# paso de forjado



## Iria Flavia

Hola a todos,
por favor, ¿alguien conoce la traducción de "paso de forjado" al inglés? El texto describe las partes  de un muro cortina (fachada acristalada de un edificio) y sus características:

"Perfiles comunes, montantes y travesaños de 70mm. Completo rango de inercias. Soluciones acústicas y cortafuegos en paso de forjado, manteniendo la estética exterior"

He encontrado "paso de forjado"en un diccionario de término de construcción en español, pero no consigo encontrar la traducción al inglés.

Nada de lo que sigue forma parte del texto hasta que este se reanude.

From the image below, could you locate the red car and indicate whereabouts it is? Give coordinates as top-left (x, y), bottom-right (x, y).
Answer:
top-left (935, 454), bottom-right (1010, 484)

Muchas gracias por vuestra ayuda


----------



## albertovidal

Iria Flavia said:


> Hola a todos,
> por favor, ¿alguien conoce la traducción de "paso de forjado" al inglés? El texto describe las partes  de un muro cortina (fachada acristalada de un edificio) y sus características:
> 
> "Perfiles comunes, montantes y travesaños de 70mm. Completo rango de inercias. Soluciones acústicas y cortafuegos en paso de forjado, manteniendo la estética exterior"
> 
> He encontrado "paso de forjado"en un diccionario de término de construcción en español, pero no consigo encontrar la traducción al inglés.
> 
> Muchas gracias por vuestra ayuda



*Protection passing forged wood stove chimney*

It is isolating *step forged* through a wood stove.  The thing is as follows: 
  It has made a pre-installed pasatubos sheet 200 mm.  in diameter.  The flue of the chimney is 150 mm.  well plate.  Between this and the pasatubos is therefore a gap of 2.5 cm. ​


----------



## Iria Flavia

Muchísimas gracias, Albertovidal, ojalá pueda corresponderte!!


----------



## albertovidal

Iria Flavia said:


> Muchísimas gracias, Albertovidal, ojalá pueda corresponderte!!



¡No hay de qué!.
A tu disposición.
Saludos


----------



## oscarlami

Quizá sea tarde, pero yo entiendo algo diferente en este caso.
El paso de forjado en este caso, hablando de un muro cortina, se refiere a la zona de la fachada que tapa el borde del forjado.
Es obligatorio por normativa que se ponga aislamiento ignífugo en esta zona. De esta forma el fuego no puede subir fácilmente de la planta baja a la superior por el hueco entre el muro cortina y el borde de forjado. Normalmente se utiliza lana de roca.
Así que yo en este caso diría: firebreak/firestopping at the perimeter slab edge.


----------



## albertovidal

oscarlami said:


> Quizá sea tarde, pero yo entiendo algo diferente en este caso.
> El paso de forjado en este caso, hablando de un muro cortina, se refiere a la zona de la fachada que tapa el borde del forjado.
> Es obligatorio por normativa que se ponga aislamiento ignífugo en esta zona. De esta forma el fuego no puede subir fácilmente de la planta baja a la superior por el hueco entre el muro cortina y el borde de forjado. Normalmente se utiliza lana de roca.
> Así que yo en este caso diría: firebreak/firestopping at the perimeter slab edge.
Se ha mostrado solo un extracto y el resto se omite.